GitHub - LeidiGa/legodnn: LINC BIT LegoDNN Library

Name	Name	Last commit message	Last commit date
Latest commit History 63 Commits
cv_task	cv_task
data	data
example	example
legodnn	legodnn
mmaction	mmaction
mmcv	mmcv
mmdet	mmdet
mmpose	mmpose
mmseg	mmseg
.gitignore	.gitignore
README.md	README.md
README_zh-CN.md	README_zh-CN.md
requirements.txt	requirements.txt

1 Introduction
- 1.1 Major features
- 1.2 Architecture
2 Code and Installation
- 2.1 Code
- 2.2 Installation
3 Repository of DNNs in vision tasks
4 Demo Video and experiment data

1 Introduction

At present, there are six kinds of visual DNN applications widely used, including image classification, semantic segmentation, object detection, action recognition, anomaly detection and pose estimation. The six visual DNN applications all contain a large number of convolution layers.

Image classification is an image processing method to distinguish different categories of object from an image. The method first takes an image as input, then extracts the image's feature via convolutional layers, and finally outputs the probability of categories via fully connected layers. Take ResNet18 as example, which is shown in Figure (a), it can be divided into three parts: root, four stages and fully connected layer. Other applications use Resent18 pre-trained by ImageNet to extract image features, and make further modifications on the four stages.

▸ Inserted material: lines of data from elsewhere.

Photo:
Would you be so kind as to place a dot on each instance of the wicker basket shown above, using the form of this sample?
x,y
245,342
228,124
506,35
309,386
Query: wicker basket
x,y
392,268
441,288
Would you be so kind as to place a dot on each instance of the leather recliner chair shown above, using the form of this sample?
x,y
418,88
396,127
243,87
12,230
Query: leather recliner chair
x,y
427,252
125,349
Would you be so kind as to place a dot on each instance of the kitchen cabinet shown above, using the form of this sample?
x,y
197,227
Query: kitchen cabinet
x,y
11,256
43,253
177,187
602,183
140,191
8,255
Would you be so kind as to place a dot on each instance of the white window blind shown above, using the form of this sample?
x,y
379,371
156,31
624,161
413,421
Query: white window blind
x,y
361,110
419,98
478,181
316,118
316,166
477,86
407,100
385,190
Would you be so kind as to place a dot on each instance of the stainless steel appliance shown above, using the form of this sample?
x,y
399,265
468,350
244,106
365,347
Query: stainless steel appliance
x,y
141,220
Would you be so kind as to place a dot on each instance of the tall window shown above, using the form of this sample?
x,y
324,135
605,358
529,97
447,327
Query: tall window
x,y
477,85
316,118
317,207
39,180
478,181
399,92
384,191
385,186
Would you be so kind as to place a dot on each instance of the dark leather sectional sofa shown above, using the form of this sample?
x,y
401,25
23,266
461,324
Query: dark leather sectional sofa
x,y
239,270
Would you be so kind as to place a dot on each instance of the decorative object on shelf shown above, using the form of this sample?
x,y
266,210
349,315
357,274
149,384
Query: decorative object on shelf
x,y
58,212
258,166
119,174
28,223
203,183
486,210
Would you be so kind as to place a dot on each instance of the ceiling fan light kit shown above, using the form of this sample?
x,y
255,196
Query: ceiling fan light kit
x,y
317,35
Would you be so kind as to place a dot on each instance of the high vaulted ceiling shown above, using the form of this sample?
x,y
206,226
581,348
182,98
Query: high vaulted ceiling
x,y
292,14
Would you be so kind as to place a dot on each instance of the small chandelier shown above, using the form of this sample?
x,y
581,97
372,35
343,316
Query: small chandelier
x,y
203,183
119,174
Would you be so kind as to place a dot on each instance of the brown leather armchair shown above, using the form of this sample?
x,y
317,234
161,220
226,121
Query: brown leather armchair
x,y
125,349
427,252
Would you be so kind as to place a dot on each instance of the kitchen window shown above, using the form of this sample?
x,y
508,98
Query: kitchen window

The pre-trained ResNet18 is so called Backbone.
Semantic segmentation is aimed to classify pixels of an image, and has been widely used in the medical image field and unmanned vehicles field. A semantic segmentation network is usually based on an encoder-decoder structure; Figure (b) shows a classical FCN model structure. The same as the object detection network, encoder is used to extract features of images, corresponding to the root convolution layer and for stages on the left side of figure (b).Its decoder is used to gradually restore the missing information of encoder,corresponding to the remaining convolution layers on the right side of figure(b).
Object detection is used to detect coordinates of the frames containing objects (e.g., people, dogs, cars) and recognize the objects. Its mainstream networks can be divided into three parts: Backbone, net and detector. Figure (c) shows a popular object detection network YOLO-V3. Its backbone is a ResNet18 which is divided into two parts :a root convolution layer and four stages here.Its detector is the two conected convolution layers before each output.And all the remaining convolution layers form the net.
Action recognition can recognize an object's actions in video clips, such as speaking, waving, etc. As shown in Figure (d), a classical two-stream convolutional networks for action recognition in videos is presented. The network is divided into spatial convolutional network and temporal convolutional network, both of which use image classification networks to perform classification tasks.
Anomaly detection is used to detect anomalies in data, particularly the image and video data. This network can be divided into two categories: (1) self-training-based model; (2) GAN-based model. As shown in Figure (e1) and Figure (e2), self-training-based model uses ResNet18 to extracts data's feature, uses fully connected layer to make prediction; GAN-based model is a simple and symmetric AutoEncoder model.
Pose estimation focuses on the problem of identifying the orientation of a 3-D object. It has been widely used in many fields such as robot vision, motion tracking, etc. The mainstream pose estimation networks are mainly divided into two categories. The first one first detects an object from an image, and then detects the key points of the object. Network structure of this category is similar to objection detection's. In contrast, the second one first finds the key points and then groups the points. In this way, it can obtain the detect results. Network structure of the second one is similar to semantic segmentation's.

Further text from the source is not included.